Tune a foundation model with the Tuning Studio to guide an AI foundation model to return useful output.

Required permissions

To run training experiments, you must have the Admin or Editor role in a project.

The Tuning Studio is not available with all plans or in all data centers. See Watson Machine Learning plans and Regional availability for services and features.

Data format

Tabular: JSON, JSONL. For details, see Data formats.

Note: You can use the same training data file with one or more tuning experiments.
Data size
50 to 10,000 input and output example pairs. The maximum file size is 200 MB.

You use the Tuning Studio to create a tuned version of an existing foundation model.

 

Watch a video that explains when and why to tune a foundation model.

This video provides a visual method to learn the concepts and tasks in this documentation.

 

Foundation models are AI models that are pretrained on terabytes of data from across the internet and other public resources. They are unrivaled in their ability to predict the next best word and generate language. While language-generation can be useful for brainstorming and spurring creativity, foundation models typically need to be guided to achieve concrete tasks. Model tuning, and other techniques, such as retrieval-augmented generation, help you to use foundation models in meaningful ways for your business.

With the Tuning Studio, you can tune a smaller foundation model to improve its performance on natural language processing tasks such as classification, summarization, and generation. Tuning can help a smaller foundation model achieve results comparable to larger models in the same model family. By tuning and deploying the smaller model, you can reduce long-term inference costs.

Much like prompt engineering, tuning a foundation model helps you to influence the content and format of the foundation model output. Knowing what to expect from a foundation model is essential if you want to plug the step of inferencing a foundation model into a business workflow.

The following diagram illustrates how tuning a foundation model can help you guide the model to generate useful output. You provide labeled data that illustrates the format and type of output that you want the model to return, which helps the foundation model to follow the established pattern.

How a tuned model relates to a foundation model

You can tune a foundation model to optimize the model's ability to do many things, including:

  • Generate new text in a specific style
  • Generate text that summarizes or extracts information in a certain way
  • Classify text

To learn more about when tuning a model is the right approach, see When to tune a foundation model.

Workflow

Tuning a model involves the following tasks:

  1. Engineer prompts that work well with the model you want to use.

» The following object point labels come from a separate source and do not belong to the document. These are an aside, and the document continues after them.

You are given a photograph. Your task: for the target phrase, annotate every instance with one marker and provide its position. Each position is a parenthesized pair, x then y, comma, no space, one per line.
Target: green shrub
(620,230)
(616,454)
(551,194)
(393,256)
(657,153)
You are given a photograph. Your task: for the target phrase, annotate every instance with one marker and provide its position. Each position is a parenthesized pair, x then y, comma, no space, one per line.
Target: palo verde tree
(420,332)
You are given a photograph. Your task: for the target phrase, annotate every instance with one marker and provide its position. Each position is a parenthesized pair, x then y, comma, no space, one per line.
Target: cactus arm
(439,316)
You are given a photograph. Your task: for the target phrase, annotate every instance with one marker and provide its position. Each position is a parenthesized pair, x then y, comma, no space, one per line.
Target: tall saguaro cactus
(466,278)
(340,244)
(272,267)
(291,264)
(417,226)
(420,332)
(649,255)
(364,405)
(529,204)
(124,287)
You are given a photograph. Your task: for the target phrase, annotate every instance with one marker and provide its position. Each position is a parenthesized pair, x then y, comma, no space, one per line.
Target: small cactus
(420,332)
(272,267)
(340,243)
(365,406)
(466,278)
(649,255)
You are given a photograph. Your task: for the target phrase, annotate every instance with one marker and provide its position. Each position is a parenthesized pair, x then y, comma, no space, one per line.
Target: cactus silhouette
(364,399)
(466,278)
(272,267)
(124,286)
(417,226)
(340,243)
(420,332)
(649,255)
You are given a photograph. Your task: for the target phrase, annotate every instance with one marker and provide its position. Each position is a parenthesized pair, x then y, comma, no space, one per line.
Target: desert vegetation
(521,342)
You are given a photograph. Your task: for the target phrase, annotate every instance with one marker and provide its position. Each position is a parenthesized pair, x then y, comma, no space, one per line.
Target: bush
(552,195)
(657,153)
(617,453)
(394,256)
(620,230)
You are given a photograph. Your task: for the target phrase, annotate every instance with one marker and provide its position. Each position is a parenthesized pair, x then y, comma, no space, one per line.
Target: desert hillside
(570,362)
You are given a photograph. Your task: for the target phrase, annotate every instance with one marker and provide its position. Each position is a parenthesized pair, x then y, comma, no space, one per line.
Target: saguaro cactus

    • Find the largest foundation model that works best for the task.
    • Experiment until you understand which prompt formats show the most potential for getting good results from the model.

    Tuning doesn't mean you can skip prompt engineering altogether. Experimentation is necessary to find the right foundation model for your use case. Tuning means you can do the work of prompt engineering once and benefit from it again and again.

    You can use the Prompt Lab to experiment with prompt engineering. For help, see Prompt Lab.

  2. Create training data to use for model tuning.

  3. Create a tuning experiment to tune the model.

  4. Evaluate the tuned model.

    If necessary, change the training data or the experiment parameters and run more experiments until you're satisfied with the results.

  5. Deploy the tuned model.

  6. Submit inference requests to the tuned model.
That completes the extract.